Later, in The Devil You Know, Rasputin was resurrected as the newest avatar of the Ogdru Jahad. After reanimating every Ogdru Hem on the planet, he snapped Abe's spine, swatted Liz aside like a fly, and tore off Hellboy's right hand. Before he could use it, however, Hellboy snapped his neck, before collapsing and dying of blood loss. The Ogdru Hem later eradicated most of humanity before Hellboys severed hand was used to stop them. Humanity fled underground, while the surface was repopulated by Icthyo Sapiens which emerged from Abe's corpse.

==In other media==

Grigori Rasputin as seen in the first Hellboy film, played by Karel Roden

Actor Karel Roden played Rasputin, the main antagonist, in the 2004 film adaptation of Hellboy. Rasputin's inability to die is explained to be the result of an otherworldly being residing in his body that the man considers a god, his "god" slowly manifesting within him through each resurrection. Rasputin is seen working with the Nazis in the film and demonstrated great occult abilities linked with the underworld. In the beginning of the film, he succeeds in opening a portal to the dimension of the Ogdru Jahad, but the portal was sabotaged by the Allied Forces. After (unknowingly) letting Hellboy through, Rasputin was sucked into the portal before it vanished entirely. He was then resurrected by Ilsa and Kroenen in an Arctic temple, the director's cut revealing that he was rendered eyeless before being provided with Ocular prosthesis after Hellboy's initial fight with Sammael. Needing to prepare for an upcoming eclipse that would allow him to bring the Ogdru Jahad, Rasputin orchestrates various events throughout the movie to have Hellboy realize his true calling in summoning the entities. But Hellboy rejects Rasputin and stabs him with one of his own severed horns, causing Rasputin's "god" to emerge, crushing Rasputin and Ilsa in the process.

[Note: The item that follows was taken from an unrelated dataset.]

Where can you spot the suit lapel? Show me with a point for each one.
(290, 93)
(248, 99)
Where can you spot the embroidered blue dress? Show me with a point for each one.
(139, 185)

In the sequel, Hellboy II: The Golden Army, though director Guillermo del Toro could not add it into the after-credits for budget reasons, set up an animated sequel that reveals Rasputin's ghost aiding Roderick Zinco to resurrect Kroenen, telling Zinco he has one final mission to perform for him.

Markos Rounthwaite portrays Rasputin in the 2019 reboot Hellboy, only appearing in flashbacks where he oversaw Project Ragnarok before being killed by Lobster Johnson.